Well ... does the Apple site say anything?
Aperture takes Faces further.
Aperture 3 expands on the power of Faces in iPhoto. Not only can you view the people you name across the entire library, you can now see them in individual projects. And the new Show Unnamed Faces pane displays all the detected-but-not-yet-named faces in a project to help you easily add names
I don't use iPhoto, so I can't comment on whether this has changed in the interim for iPhoto.
I guess if I wasn't so lazy I could have clicked once more and gotten the answer myself.
I checked iPhoto '11 and this statement is still true. In iPhoto '11 (version 9.x?) you can only view Faces by Library, not Event. (or Project as is the case with Aperture)
I'm not sure how helpful the Unnamed Faces panel is. It seems you can only view a film strip worth of images.

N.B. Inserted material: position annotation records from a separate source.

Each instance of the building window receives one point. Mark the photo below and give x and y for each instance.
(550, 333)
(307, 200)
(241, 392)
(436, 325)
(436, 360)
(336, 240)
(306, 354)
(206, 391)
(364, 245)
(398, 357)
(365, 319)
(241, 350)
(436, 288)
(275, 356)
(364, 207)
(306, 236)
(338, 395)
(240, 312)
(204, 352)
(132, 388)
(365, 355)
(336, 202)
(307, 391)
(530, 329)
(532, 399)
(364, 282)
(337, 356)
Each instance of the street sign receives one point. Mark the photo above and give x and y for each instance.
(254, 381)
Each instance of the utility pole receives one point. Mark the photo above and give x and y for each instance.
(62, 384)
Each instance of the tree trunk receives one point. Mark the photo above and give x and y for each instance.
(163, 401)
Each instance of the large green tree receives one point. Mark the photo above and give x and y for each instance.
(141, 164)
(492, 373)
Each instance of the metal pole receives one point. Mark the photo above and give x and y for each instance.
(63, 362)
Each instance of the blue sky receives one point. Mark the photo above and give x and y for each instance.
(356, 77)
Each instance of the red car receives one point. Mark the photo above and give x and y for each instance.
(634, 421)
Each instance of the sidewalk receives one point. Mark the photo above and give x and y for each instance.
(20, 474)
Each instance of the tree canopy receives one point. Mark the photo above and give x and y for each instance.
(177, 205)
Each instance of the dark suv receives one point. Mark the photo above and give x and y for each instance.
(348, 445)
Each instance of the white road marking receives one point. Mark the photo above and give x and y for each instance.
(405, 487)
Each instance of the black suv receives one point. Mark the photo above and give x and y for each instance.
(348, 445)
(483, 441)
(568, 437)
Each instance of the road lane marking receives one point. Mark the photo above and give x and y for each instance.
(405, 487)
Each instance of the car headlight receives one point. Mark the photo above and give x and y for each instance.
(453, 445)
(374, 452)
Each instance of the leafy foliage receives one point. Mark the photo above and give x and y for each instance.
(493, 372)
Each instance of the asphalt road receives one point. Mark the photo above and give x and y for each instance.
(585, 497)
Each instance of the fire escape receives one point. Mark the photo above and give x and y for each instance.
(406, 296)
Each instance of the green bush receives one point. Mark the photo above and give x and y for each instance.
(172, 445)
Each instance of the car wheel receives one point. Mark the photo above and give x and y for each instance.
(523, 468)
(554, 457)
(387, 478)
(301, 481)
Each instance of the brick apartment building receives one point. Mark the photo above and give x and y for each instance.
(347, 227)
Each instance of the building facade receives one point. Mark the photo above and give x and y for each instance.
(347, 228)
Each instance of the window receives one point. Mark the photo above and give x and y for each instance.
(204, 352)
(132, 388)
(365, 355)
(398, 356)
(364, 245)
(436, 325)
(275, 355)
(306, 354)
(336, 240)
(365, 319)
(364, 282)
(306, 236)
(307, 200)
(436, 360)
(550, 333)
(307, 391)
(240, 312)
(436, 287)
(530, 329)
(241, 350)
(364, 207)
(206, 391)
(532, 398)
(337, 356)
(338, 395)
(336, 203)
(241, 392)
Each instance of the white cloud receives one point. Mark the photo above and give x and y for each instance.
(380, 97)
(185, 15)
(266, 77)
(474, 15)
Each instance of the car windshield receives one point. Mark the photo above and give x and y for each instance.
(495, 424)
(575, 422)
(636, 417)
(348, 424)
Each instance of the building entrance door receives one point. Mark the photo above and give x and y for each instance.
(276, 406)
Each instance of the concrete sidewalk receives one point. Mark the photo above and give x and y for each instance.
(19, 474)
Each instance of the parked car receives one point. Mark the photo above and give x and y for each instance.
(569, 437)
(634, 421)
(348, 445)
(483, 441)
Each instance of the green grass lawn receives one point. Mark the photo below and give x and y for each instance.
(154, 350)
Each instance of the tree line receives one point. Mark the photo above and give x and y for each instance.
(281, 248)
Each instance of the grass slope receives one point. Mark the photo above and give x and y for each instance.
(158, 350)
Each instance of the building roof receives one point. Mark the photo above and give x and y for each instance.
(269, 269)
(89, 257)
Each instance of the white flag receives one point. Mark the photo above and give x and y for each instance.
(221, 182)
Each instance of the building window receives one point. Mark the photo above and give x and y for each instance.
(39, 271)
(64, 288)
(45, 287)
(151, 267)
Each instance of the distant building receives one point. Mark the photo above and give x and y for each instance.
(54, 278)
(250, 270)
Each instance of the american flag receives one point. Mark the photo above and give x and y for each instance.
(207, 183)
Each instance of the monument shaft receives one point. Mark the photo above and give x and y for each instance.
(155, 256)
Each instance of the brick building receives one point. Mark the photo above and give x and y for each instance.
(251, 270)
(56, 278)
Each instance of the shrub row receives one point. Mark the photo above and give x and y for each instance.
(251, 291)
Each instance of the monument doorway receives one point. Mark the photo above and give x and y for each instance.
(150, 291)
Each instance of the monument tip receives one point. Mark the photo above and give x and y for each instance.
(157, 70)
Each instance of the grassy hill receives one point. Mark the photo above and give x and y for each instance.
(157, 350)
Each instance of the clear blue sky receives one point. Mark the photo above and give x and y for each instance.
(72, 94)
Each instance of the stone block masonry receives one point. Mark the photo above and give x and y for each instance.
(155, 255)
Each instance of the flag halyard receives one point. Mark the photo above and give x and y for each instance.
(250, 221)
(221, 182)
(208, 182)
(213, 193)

I don't think you can browse unarmed faces.
Thanks Kirby.
I don't think you can browse unarmed faces.
You can use the Filter Rule "Face" set to "is unnamed" with any container(s) selected.
I do my Faces by Project (as needed). After Aperture's first pass, I filter for "Face" "is not detected" and force a rescan (as needed).
Imho (again: I don't use iPhoto) this implementation is useful.
I think they mean that you have more power to work with Faces (and everything else) because Aperture is more powerful than iPhoto.